Molte delle cose che abbiamo provato a sostenere in questa piccola sintesi avrebbero bisogno di analisi approfondite, e di una contrapposizione franca, anche questa molto rara.
Un ottimo esempio da segnalare è il libro Abolire la scuola media? di Cesare Cornoldi e Giorgio Israel, pubblicato dal Mulino. In questo pamphlet a due voci, si contrappongono due visioni speculari di quello che occorrerebbe alla scuola italiana. Sono soprattutto le tesi di Giorgio Israel che andrebbero lette.

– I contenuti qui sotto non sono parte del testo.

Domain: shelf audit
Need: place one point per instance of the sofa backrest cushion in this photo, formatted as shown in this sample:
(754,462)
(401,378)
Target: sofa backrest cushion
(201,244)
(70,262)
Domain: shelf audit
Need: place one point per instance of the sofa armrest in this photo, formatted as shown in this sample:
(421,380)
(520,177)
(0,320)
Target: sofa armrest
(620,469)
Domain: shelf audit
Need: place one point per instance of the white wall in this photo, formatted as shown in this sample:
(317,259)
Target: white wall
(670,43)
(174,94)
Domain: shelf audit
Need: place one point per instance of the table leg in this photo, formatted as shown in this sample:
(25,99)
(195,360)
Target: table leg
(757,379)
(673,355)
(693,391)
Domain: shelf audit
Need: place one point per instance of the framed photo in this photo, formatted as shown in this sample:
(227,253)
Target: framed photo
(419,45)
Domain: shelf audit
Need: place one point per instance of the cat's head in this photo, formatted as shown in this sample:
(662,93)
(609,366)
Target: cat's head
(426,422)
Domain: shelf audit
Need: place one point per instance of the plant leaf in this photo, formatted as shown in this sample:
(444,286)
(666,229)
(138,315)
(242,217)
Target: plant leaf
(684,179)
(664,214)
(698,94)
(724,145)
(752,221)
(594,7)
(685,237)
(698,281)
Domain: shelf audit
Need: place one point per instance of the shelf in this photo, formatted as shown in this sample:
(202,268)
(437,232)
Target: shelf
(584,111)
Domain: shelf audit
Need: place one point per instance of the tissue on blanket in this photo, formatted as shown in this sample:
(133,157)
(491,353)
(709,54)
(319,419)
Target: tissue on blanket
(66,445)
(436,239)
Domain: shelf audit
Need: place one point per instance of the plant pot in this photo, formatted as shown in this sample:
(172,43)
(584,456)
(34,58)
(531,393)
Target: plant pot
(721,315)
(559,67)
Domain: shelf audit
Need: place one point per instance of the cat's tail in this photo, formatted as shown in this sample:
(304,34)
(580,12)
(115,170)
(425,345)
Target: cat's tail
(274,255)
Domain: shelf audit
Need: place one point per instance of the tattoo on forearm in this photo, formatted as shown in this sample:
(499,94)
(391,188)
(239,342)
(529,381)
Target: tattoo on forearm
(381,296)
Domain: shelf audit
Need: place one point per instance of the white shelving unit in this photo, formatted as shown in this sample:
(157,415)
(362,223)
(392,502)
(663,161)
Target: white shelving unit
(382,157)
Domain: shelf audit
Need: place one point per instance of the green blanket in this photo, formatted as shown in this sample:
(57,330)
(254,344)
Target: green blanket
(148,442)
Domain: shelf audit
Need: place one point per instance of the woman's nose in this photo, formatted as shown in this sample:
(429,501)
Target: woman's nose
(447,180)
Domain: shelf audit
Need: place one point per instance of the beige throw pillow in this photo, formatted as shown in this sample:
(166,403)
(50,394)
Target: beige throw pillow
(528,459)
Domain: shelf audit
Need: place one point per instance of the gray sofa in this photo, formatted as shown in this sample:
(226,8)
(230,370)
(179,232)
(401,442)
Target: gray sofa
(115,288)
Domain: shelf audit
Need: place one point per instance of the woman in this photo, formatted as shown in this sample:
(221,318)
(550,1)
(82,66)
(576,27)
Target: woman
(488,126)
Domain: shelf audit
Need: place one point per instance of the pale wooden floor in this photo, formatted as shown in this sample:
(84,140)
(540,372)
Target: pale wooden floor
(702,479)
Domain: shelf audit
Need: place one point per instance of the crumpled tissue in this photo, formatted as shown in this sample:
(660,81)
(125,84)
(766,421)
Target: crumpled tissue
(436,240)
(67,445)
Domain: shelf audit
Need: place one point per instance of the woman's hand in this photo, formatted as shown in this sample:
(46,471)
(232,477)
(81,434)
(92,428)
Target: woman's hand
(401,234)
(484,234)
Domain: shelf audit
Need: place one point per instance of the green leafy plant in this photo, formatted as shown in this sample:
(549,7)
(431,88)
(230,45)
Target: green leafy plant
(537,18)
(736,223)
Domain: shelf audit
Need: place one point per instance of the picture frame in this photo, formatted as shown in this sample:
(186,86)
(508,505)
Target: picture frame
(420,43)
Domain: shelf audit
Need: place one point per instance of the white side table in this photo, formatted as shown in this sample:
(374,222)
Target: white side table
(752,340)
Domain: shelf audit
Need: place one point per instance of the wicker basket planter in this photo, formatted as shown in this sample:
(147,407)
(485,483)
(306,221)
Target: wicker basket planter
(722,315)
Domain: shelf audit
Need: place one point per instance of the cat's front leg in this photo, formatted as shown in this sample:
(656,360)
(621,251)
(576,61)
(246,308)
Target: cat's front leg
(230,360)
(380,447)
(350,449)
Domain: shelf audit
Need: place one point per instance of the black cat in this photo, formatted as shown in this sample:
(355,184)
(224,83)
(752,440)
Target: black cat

Quella di Israel – grande matematico e intellettuale, da poco scomparso a cui vorrei fare omaggio – è una posizione isolata ma che chiama a un serio confronto. Se la sua prospettiva coincide nella critica alla retorica delle competenze e della meritocrazia, la sua proposta è invece in contrasto per quanto riguarda la riformulazione della didattica in senso informale.
Il suo dito è puntato soprattutto contro gli eccessi di pedagogia e metodologie a scapito delle discipline, che già in sé contengono una capacità intrinseca di metadisciplinarietà. Sostiene Israel: non serve familiarizzare con il concetto di spazialità per imparare la geometria, anzi. E per questo critica l’esaltazione delle innovazioni didattiche di quell’eldorado scolastico che viene considerato la Finlandia e punta il dito contro il genericismo.
“È assolutamente sconcertante assistere allo spettacolo di persone che ammettono candidamente di non avere altro che una spolveratura di conoscenze matematiche, o addirittura di non averne affatto, che poi pontificano sui fondamenti dei concetti geometrici o si propongono come maestri della ‘discalculia’, e in generale, dei disturbi di apprendimento che, in fin dei conti, sono sempre correlati a tematiche disciplinari”.
Non sono d’accordo con molte delle cose che Israel scrive, ma gli va riconosciuto di essere tra i pochi che non è stato sedotto dalle false retoriche del progresso, che spesso si sono rivelate nocive, oltre che fasulle, facendo alle volte comporre a chi nella scuola ci lavora una sorta di elogio del ritardo.